The second time Alex Ramirez got the pitch he was looking for, he got the job done.

The Yomiuri cleanup hitter, whose first two hits only led to his being stranded in scoring position, singled home the tie-breaking run in the eighth inning as the Giants defeated the Chunichi Dragons 5-4 at Tokyo Dome on Saturday evening.

With two outs and a runner on third, Ramirez got the first-pitch, inside fastball he expected and smacked it into left field.

"They're throwing pitches I'm looking for and I'm not missing those pitches," said Ramirez, who went 3-for-5 with a double but afterward admitted he wasn't always hitting those pitches.

Knowing how catcher Motonobu Tanishige likes to work to him, Ramirez had gotten what he wanted in the first inning.

"Same thing, but I missed it. I thought I was going to hit a home run," Ramirez said of his grounder to second that was turned for a double play.

Facing lefty Chen Wei-yin (2-2) with two outs in the eighth and a runner on third, Ramirez went up with the same plan, expecting his pitch and expecting to hit it. And this time it worked.

"A lot of times Tanishige tried to call a first pitch for a strike and I was ready for that," Ramirez said.

The Giants scored four runs off tough right-hander Kazuki Yoshimi but were made to battle as the Dragons came back on homers by Tyrone Woods and Thomas De La Rosa.

De La Rosa's pinch-hit solo shot tied it in the eighth off lefty Tetsuya Yamaguchi (3-1). Marc Kroon allowed two singles in the ninth but recorded his 10th save.

In the bottom of the eighth, left-handed-hitting leadoff man Yoshiyuki Kamei battled Chen, fouling off a pair of 1-2 deliveries before drawing a walk on eight pitches from the 21-year-old.

"I'm sure he wasn't looking to walk in that situation, but he had a great at-bat nevertheless," said Giants manager Tatsunori Hara.

Hayato Sakamoto, who homered in the first inning, sacrificed. Kamei went to third on a groundout before trotting home on Ramirez's single.

In the fourth, Kamei saved a run with a good catch in right field and then tripled home two runs in the bottom of the inning to make it 4-0.

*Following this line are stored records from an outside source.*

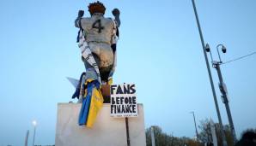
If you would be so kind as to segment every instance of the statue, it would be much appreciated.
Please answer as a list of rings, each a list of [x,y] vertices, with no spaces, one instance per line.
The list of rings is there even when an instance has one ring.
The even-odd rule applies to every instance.
[[[86,78],[98,79],[100,83],[102,82],[103,84],[107,83],[112,79],[115,69],[118,27],[120,26],[119,10],[118,9],[113,10],[115,20],[105,18],[105,10],[106,8],[99,1],[90,3],[88,11],[91,17],[82,18],[84,12],[80,10],[78,17],[75,20],[75,26],[83,31],[88,44],[83,48],[80,47],[86,67]],[[100,74],[97,74],[99,73],[96,73],[97,69],[94,69],[94,65],[89,63],[88,57],[84,53],[87,47],[92,52]]]
[[[112,13],[115,19],[113,20],[104,17],[105,10],[103,3],[97,1],[88,5],[90,17],[82,17],[84,11],[79,10],[75,20],[75,26],[80,28],[77,43],[86,68],[72,96],[79,98],[82,103],[79,116],[81,126],[92,126],[87,120],[90,118],[91,107],[101,107],[102,104],[103,97],[101,100],[101,96],[104,96],[105,102],[110,102],[110,97],[107,98],[107,96],[102,94],[104,95],[104,87],[109,88],[109,85],[112,84],[116,67],[116,44],[119,37],[118,28],[120,26],[120,12],[114,9]],[[94,114],[96,114],[92,117],[95,118]]]

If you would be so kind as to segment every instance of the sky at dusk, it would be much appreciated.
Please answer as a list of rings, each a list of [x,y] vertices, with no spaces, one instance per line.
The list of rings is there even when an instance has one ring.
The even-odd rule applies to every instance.
[[[53,144],[57,104],[71,101],[66,77],[84,71],[76,43],[79,9],[89,16],[94,1],[1,0],[0,146],[24,144],[32,120],[38,121],[35,144]],[[106,17],[120,9],[120,38],[114,84],[134,83],[143,104],[145,128],[159,126],[176,137],[195,136],[197,124],[218,122],[191,0],[102,0]],[[223,61],[256,51],[256,1],[197,0],[204,42]],[[209,55],[210,59],[210,55]],[[221,66],[229,95],[236,135],[256,127],[256,55]],[[228,124],[211,67],[223,124]],[[73,100],[73,102],[76,102]]]

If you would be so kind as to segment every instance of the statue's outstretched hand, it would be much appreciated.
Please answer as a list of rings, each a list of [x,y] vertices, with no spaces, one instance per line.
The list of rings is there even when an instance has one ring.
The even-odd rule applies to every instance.
[[[78,11],[78,18],[81,18],[83,16],[84,11],[83,10],[79,10]]]
[[[119,9],[113,9],[112,11],[113,15],[119,17],[120,15],[120,11]]]

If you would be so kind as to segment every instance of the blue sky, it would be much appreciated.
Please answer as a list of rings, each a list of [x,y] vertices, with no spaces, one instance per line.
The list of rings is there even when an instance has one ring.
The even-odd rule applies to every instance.
[[[0,2],[0,145],[22,145],[32,120],[36,144],[55,140],[57,103],[68,102],[74,88],[65,77],[84,71],[74,20],[93,1],[2,0]],[[174,136],[195,135],[205,118],[217,122],[195,16],[190,0],[102,0],[106,16],[121,11],[115,84],[134,83],[144,105],[145,126]],[[223,44],[229,61],[256,50],[256,1],[196,1],[214,58]],[[222,66],[236,134],[256,127],[256,55]],[[228,124],[211,68],[222,122]]]

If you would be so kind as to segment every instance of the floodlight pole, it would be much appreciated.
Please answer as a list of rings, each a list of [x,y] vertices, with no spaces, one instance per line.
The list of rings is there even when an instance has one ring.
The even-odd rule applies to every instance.
[[[229,104],[228,91],[227,91],[226,85],[225,85],[223,79],[222,79],[221,67],[220,67],[220,65],[221,65],[220,63],[221,63],[221,61],[213,62],[213,67],[216,69],[216,72],[217,72],[217,74],[218,74],[218,77],[219,77],[219,80],[220,80],[219,86],[220,86],[221,92],[222,94],[222,102],[223,102],[223,103],[225,104],[225,107],[226,107],[228,119],[229,119],[229,126],[230,126],[231,134],[232,134],[232,137],[233,137],[234,143],[235,143],[236,135],[235,135],[235,126],[234,126],[232,115],[231,115],[231,111],[230,111]]]
[[[150,135],[151,135],[151,144],[152,146],[155,146],[155,134],[154,134],[154,126],[152,126],[150,127]]]
[[[197,20],[197,24],[198,24],[199,34],[200,34],[203,51],[204,51],[204,59],[205,59],[206,67],[207,67],[207,70],[208,70],[208,74],[209,74],[209,78],[210,78],[210,85],[211,85],[211,91],[212,91],[212,94],[213,94],[213,99],[214,99],[216,113],[217,113],[219,124],[220,124],[220,130],[221,130],[221,134],[222,134],[222,144],[223,144],[223,146],[227,146],[226,137],[225,137],[225,133],[224,133],[224,131],[223,131],[222,117],[221,117],[220,109],[219,109],[217,100],[216,100],[216,91],[215,91],[215,88],[214,88],[214,85],[213,85],[211,73],[210,73],[210,70],[208,57],[207,57],[206,51],[205,51],[205,44],[204,44],[204,38],[203,38],[203,33],[202,33],[202,31],[201,31],[201,26],[200,26],[199,19],[198,19],[198,12],[197,12],[197,8],[196,8],[194,0],[192,0],[192,5],[193,5],[193,9],[194,9],[194,13],[195,13],[196,20]]]
[[[193,114],[194,118],[194,124],[195,124],[195,129],[196,129],[196,135],[197,135],[197,141],[198,140],[198,128],[197,128],[197,123],[196,123],[196,118],[195,118],[195,112],[191,112],[191,114]]]

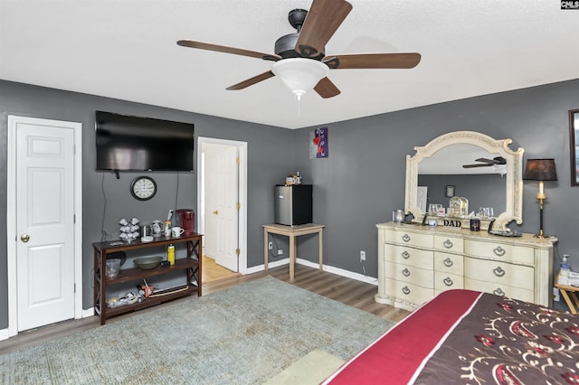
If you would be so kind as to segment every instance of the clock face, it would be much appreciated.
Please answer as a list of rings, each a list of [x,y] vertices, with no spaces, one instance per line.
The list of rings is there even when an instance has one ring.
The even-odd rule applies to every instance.
[[[130,192],[139,201],[147,201],[155,196],[157,183],[148,176],[137,177],[130,185]]]

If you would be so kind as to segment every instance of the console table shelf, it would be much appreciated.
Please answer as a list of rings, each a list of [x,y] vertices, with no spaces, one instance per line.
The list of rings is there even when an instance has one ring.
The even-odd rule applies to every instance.
[[[201,261],[202,261],[201,234],[193,234],[179,238],[160,237],[150,242],[135,240],[132,242],[107,241],[94,242],[94,312],[100,316],[100,324],[105,324],[107,318],[125,313],[133,312],[145,307],[153,306],[174,299],[197,294],[201,296]],[[186,244],[186,258],[177,258],[173,266],[157,266],[150,270],[138,268],[123,268],[119,276],[109,278],[105,277],[107,255],[119,251],[138,250],[158,246]],[[185,285],[166,291],[156,292],[154,296],[131,305],[119,307],[107,307],[107,287],[111,285],[123,284],[131,281],[140,281],[150,277],[161,276],[175,271],[184,271],[186,278]]]

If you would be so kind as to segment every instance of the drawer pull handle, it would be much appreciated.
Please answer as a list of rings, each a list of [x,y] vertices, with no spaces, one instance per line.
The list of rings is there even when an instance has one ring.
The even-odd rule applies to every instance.
[[[492,294],[496,296],[505,296],[505,292],[502,291],[500,287],[498,287],[495,290],[493,290]]]
[[[495,276],[497,276],[497,277],[503,277],[505,275],[505,273],[506,273],[506,271],[503,270],[500,268],[500,266],[498,267],[497,268],[493,269],[492,271],[493,271],[493,273],[495,273]]]
[[[493,251],[495,252],[495,254],[497,254],[498,257],[502,257],[507,252],[507,250],[500,246],[497,246],[497,248]]]

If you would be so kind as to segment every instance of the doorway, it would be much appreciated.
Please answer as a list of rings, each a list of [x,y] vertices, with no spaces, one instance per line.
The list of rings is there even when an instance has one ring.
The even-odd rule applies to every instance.
[[[8,336],[82,316],[81,131],[8,117]]]
[[[199,137],[197,168],[197,224],[207,272],[203,282],[245,274],[247,143]]]

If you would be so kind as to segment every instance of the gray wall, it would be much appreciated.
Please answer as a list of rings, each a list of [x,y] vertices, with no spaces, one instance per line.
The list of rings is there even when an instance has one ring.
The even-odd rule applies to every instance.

The Giants became the first team this season to score on Yoshimi before the fourth inning, when Sakamoto launched an 0-1 fastball into the seats for a first-inning solo home run. It was the 19-year-old's third homer and his first since he went deep in two straight games on April 6 and 8.

Ramirez offered Sakamoto some useful advice on his batting before the game.

"I told him his timing was a little off, his timing was too fast," Ramirez said. "I said maybe he should take a pitch and take it from there and that's the way it worked out."

The Giants made it 2-0 in the second, when Luis Gonzalez walked with one out, and scored from second when Ryota Wakiya pounded a hanging forkball for a double.

Yoshimi had entered the game with four wins and one no-decision in five impressive starts, but the Giants made him pay for his mistakes. Giants right-hander Takahiko Nomaguchi, meanwhile, didn't allow a runner until Hirokazu Ibata beat out a one-out grounder in the fourth.

Once forced to work out of a stretch, however, Nomaguchi couldn't keep his sliders and forkballs down and they became a ticking time bomb.

Kazuhiro Wada led off the fifth with a broken-bat single, and Nomaguchi allowed two more singles on high pitches before Tanishige's sacrifice fly made it 4-1. A one-out, sixth-inning walk to Ibata culminated in a high forkball to Woods. The slumping cleanup hitter, who had lined a high slider that Kamei caught in the fourth, hit this one where it couldn't be caught.

Woods' sixth homer of the season was also his first with at least a man on.

Nomaguchi, who allowed three runs in six innings, struck out five and walked one. He singled in the fourth inning and scored on Kamei's triple.